Dennoch ist es wichtig, Behandlungs-Entscheidungen und -Routinen immer auch kritisch zu hinterfragen und zu prüfen, wie gut diese zu Ihnen persönlich und Ihrem individuellen Lebensstil passt. Wenn Sie Zweifel oder Bedenken haben, sollten Sie nicht zögern, diese mit Ihrer behandelnden Ärztin oder Ihrem behandelnden Arzt zu besprechen.
- Shared Decision Making: Womit wir direkt zum nächsten Erfolgsfaktor kommen: Der gemeinsamen Entscheidungsfindung mit dem Arzt oder der Ärztin Ihres Vertrauens. („Shared Decision Making“) Ihr(e) behandelnde(r) Arzt/Ärztin ist Ihr(e) wichtigste(r) Verbündete(r) auf dem Weg zu einem hemophilia free mind, weil er oder Sie Ihre individuelle Krankheitsgeschichte, und somit potenzielle Chancen und Risiken bestimmter Therapieoptionen am besten einordnen kann. Deshalb ist es ratsam, Bedenken, Wünsche und Fragen jederzeit gegenüber Ihrem/Ihrer Behandler(in) zu adressieren und gemeinsam mögliche Anpassungen Ihrer Therapie zu diskutieren. Übrigens: Ihr Ergebnis des Frei-Sein-im-Kopf-Selbsttests eignet sich auch hervorragend als Grundlage für Ihr nächstes Arztgespräch!

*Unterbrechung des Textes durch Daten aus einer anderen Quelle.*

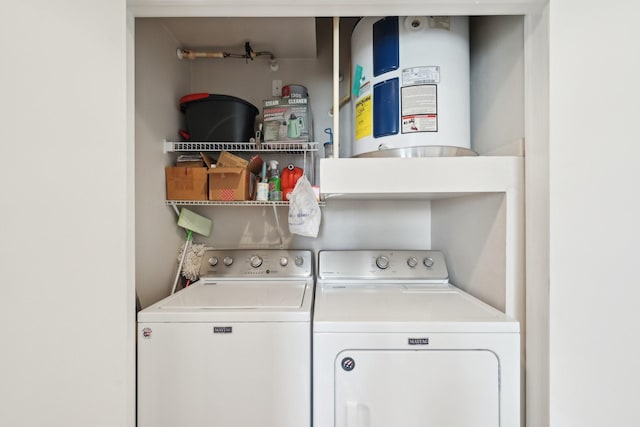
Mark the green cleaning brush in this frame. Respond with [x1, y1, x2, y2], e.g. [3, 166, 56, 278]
[171, 208, 213, 294]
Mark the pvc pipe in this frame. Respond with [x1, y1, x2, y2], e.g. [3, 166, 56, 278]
[333, 16, 340, 158]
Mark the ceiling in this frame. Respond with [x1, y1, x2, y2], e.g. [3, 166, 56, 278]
[152, 18, 316, 59]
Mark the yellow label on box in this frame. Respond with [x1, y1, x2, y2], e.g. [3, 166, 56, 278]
[356, 94, 373, 140]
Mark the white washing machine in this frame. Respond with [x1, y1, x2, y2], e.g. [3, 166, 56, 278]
[137, 250, 314, 427]
[313, 250, 520, 427]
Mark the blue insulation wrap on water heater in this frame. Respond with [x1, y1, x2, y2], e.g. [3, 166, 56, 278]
[351, 16, 471, 156]
[373, 79, 400, 138]
[373, 16, 400, 77]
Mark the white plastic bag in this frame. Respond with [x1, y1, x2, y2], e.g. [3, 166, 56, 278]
[289, 175, 321, 237]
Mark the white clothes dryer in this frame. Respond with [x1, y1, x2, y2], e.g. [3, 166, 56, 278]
[137, 250, 314, 427]
[313, 250, 520, 427]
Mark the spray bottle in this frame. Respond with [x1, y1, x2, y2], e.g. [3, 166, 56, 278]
[269, 160, 282, 201]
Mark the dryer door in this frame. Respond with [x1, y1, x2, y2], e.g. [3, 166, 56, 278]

- Informiert sein: Wissen ist Macht – das gilt auch für die Vision des hemophilia free mind. Über Fakten, neuste Forschungsergebnisse und aktuelle Entwicklungen informiert zu sein, ist ein wesentlicher Schlüssel für einen eigenverantwortlichen Umgang mit der Hämophilie. Auch, um die richtigen Fragen an Ihren Arzt oder Ihre Ärztin zu stellen, ist ein fundiertes Verständnis für die Erkrankung und die diversen Behandlungsoptionen – ob altbewährt oder innovativ – eine wichtige Grundlage. Suchen Sie nach vertrauenswürdigen Quellen wie medizinischen Fachzeitschriften, Online-Ressourcen oder Plattformen zum Austausch mit Gleichgesinnten oder über den persönlichen Kontakt mit Patientenorganisationen, um stets up-to-date zu sein. Auch unsere Website kann eine hilfreiche Quelle sein, um zum Beispiel Ihr Wissen zu den wichtigsten Behandlungsoptionen aufzufrischen oder sich über neuartige Therapieansätze schlau zu machen.
Die Frei-Sein-im-Kopf-Website versteht sich als Informations-, Inspirations- und Motivationsquelle für alle Menschen mit Hämophilie, denen das Konzept des hemophilia free mind neue Hoffnung macht. Wir möchten Ressourcen bereitstellen, mit deren Hilfe Sie sich umfassend informieren und für eine gemeinsame Entscheidungsfindung mit Ihrem Arzt oder Ihrer Ärztin rüsten können. Gleichzeitig möchten wir Raum für Inspiration, Hoffnung und persönliches Wachstum bieten. Denn wir glauben fest an die Vision des hemophilia free mind und an die reelle Chance für viele Hämophilie-Patienten, sich dank moderner Behandlungsoptionen von der psychischen Umklammerung der Krankheit zu befreien.